В ответ у Клементины не нашлось что сказать и она со вздохом отвернулась на портрет, который в таком случае был поставлен на столик, обопёртый на ножку. Мальвази продолжала не сводить с нее своего проницательного взгляда.

– Может ты влюбилась в него? – спросила уже ласковей и тише.

– Брось ты, разве может бедная девушка серьезно думать о знатном испанце?

– Альбертике-то?

– О нем мне как-то однажды рассказал сеньор Педро. И еще я видела его на вилле в Эриче.

После этого нечаянного откровения Клементина окончательно смутилась и покраснела.

– Э-э, подружка!

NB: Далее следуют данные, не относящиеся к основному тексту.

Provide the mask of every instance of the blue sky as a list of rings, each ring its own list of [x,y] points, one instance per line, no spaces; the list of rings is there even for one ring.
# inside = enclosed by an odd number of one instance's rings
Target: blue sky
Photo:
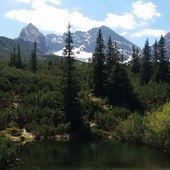
[[[0,35],[16,38],[28,23],[42,33],[110,27],[142,47],[170,31],[170,0],[1,0]]]

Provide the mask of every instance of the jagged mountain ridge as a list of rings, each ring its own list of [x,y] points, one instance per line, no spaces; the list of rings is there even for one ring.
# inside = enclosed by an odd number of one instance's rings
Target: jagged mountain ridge
[[[32,43],[36,40],[37,46],[42,53],[46,53],[48,51],[46,46],[46,37],[31,23],[21,30],[19,39]]]
[[[131,47],[133,43],[105,26],[92,28],[87,32],[76,31],[73,33],[74,47],[76,48],[75,54],[78,55],[82,52],[84,55],[86,55],[86,53],[93,53],[99,29],[102,31],[104,41],[107,42],[109,36],[111,36],[112,40],[116,42],[118,49],[123,51],[125,58],[128,59],[132,51]],[[64,33],[62,36],[47,34],[44,36],[34,25],[30,23],[22,29],[19,38],[30,42],[36,40],[40,51],[42,51],[42,53],[50,54],[62,51],[66,34]]]
[[[112,40],[116,42],[118,49],[123,51],[125,58],[128,59],[132,52],[132,45],[134,44],[105,26],[92,28],[87,32],[76,31],[73,34],[73,41],[74,47],[79,50],[77,53],[81,53],[81,51],[92,53],[94,51],[99,29],[102,31],[104,41],[107,42],[109,36],[111,36]],[[63,36],[57,36],[55,34],[46,35],[47,46],[53,53],[63,49],[64,39],[65,34]]]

Признайся честно ты в него влюбилась!

Разоблаченная в своих потаенных чувствах и вынужденная открываться Клементина прежде поддержала ее смех, затем застеснялась, отвернувшись на портрет Альбертика.

– Представь себе!…Он так хорош нарисованным, что он просто не может не понравиться, болванчик такой, – договорила с приливом «злой» нежности вырвавшимся через неразжавшиеся зубки.

Мальвази умильно посмотрела на свою хорошенькую белокурую служанку, которая всегда ей нравилась, но сейчас вдвойне, не только потому что своим премилым видом и выражением лица особенно, в самый раз подходила к созревавшей не так давно интриге рассчитанной на то, чтобы получить наипрекраснейшую отговорку и на мужскую отходчивость дяди по всем мелким жизненным проблемам.

– Не сомневайся, кисть хоть даже самого наиталантливейшего живописца не может в полной мере передать красоту лица.

– Правда! Вот если бы и мне его увидеть хоть одним глазком! Ты потом дашь мне посмотреть на него из-за штор?

– Даже в оба глаза и с балкона. Ты можешь с ним разговаривать вот как я с тобой, ты не понимаешь?!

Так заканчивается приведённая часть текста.